Supposing there is no limitation on the number of promotions, it is easy to select the optimal assignments: for each customer, promote the product with the highest expected revenue.
But, in real life, and even with a very small set of customers, some other limitations apply, and with a simple limit like “at most 3 customers per product”, it is already not so easy to find the highest expected revenue solution. In the industry, this problem is run with millions of customers and dozens of products.
Decision Optimization (beta) in Watson Studio.
The existing Python Jupyter runtime environments have been extended to include the Decision Optimization libraries. In practice, the docplex python package is pre-installed so that you can formulate optimization models and the native libraries are set so that you can solve these models. (see documentation)
In the default runtimes, you now can benefit from the Community Edition of CPLEX engines. The Community Edition is a limited version of the solving capabilities of CPLEX. You can solve models with up to 1000 constraints and decision variables and without any extra cost.
Beyond these limits, you can choose to use an environment with “Beta of DO” which includes the unlimited commercial edition of the CPLEX engines.
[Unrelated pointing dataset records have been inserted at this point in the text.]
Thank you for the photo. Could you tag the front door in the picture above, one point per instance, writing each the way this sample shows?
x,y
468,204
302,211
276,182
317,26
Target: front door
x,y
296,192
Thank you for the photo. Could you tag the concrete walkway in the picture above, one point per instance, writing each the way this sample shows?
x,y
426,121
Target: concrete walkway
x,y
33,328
This environment does not incur any additional charges during this beta phase.
Being available in the notebook environment, you can combine DO with a whole heap of other technologies, so that you can handle the steps before and after the actual DO phase: to access and process data and, after DO, to trigger further delivery of results or calls to other systems.
How to start?
Go to Watson Studio and create an IBM account to login if necessary.
Check out this short and simple video to see how.
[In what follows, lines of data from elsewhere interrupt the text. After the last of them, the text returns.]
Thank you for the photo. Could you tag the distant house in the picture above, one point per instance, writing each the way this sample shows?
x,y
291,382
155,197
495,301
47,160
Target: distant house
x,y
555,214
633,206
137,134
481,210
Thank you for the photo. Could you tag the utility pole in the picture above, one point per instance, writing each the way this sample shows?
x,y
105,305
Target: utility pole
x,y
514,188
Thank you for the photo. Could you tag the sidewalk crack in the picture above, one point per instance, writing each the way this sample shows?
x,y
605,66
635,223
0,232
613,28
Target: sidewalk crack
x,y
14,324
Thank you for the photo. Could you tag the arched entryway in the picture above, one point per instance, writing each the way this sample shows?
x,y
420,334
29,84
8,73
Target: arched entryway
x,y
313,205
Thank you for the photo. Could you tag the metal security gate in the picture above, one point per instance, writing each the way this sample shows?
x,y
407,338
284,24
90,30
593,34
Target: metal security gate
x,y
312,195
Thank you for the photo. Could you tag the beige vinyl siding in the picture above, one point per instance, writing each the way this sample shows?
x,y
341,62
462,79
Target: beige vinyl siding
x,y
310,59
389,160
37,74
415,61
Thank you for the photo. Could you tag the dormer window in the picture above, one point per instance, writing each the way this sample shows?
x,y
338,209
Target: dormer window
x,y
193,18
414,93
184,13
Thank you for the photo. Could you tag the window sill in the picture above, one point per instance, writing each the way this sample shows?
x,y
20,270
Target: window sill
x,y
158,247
Create a new standard project and in this project create a new notebook using the “Add to project” button.
In the “New notebook” screen choose a runtime Python 3.5 +Beta of DO.
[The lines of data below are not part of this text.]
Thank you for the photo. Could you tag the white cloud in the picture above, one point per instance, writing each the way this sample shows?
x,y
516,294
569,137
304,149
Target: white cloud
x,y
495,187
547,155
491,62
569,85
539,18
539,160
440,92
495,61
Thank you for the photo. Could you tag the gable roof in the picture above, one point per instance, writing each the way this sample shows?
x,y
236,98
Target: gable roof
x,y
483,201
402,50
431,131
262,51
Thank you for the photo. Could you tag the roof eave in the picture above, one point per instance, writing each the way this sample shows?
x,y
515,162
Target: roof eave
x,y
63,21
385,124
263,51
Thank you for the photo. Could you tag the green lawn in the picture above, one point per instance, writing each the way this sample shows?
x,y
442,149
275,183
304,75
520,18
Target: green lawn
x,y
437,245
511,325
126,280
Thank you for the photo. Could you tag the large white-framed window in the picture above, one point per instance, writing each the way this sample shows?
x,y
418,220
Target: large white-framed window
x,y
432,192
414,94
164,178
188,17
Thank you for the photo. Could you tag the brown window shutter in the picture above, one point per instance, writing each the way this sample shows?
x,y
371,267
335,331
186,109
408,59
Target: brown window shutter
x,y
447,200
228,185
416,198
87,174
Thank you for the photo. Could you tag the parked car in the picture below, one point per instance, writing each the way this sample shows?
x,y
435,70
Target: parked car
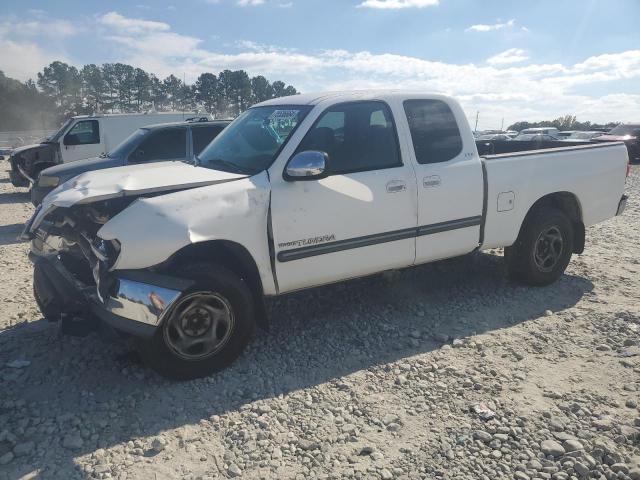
x,y
5,151
154,143
541,131
495,136
581,136
299,192
627,133
79,138
535,137
565,134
Note that you can configure other types of runtime and choose the size of your runtime.
A demonstration notebook is available.
In this notebook, first, import your candidate data as a pandas dataframe and extract the list of customers and campaigns.
You can then create the optimization model and solve it using the following steps:
- import the docplex python package
- create a new Decision Optimization Model
- create a binary decision variable per possible assignment (customer — campaign)
- create and add constraints
- create objective
- solve the model
You can then extract and display the optimal solution:
Combining DO with ML
In most cases, Decision Optimization will prescribe decisions to help you decide what to do next. In doing so, it will use business constraints and objectives along with your data. As you plan for the future (what to do right now, just afterward, tomorrow, or next year), part of the data will be unknown, and this is where machine learning and prescriptive analytics can be perfectly combined.
In the previous example, the expected revenue for each combination of customer and campaign is used. This can be extracted from historical data and by using a trained machine learning model.
With the integration of Decision Optimization in Watson Studio notebooks, it becomes very easy to combine such two technologies.
See for example, a more complete notebook for a similar problem which combines ML and Decision Optimization.
Another similar example of solving predictive maintenance problems is also available.
More notebook examples are available in the Watson Studio Community.
PS: since this post was written, Decision Optimization is now Generally Available in notebooks.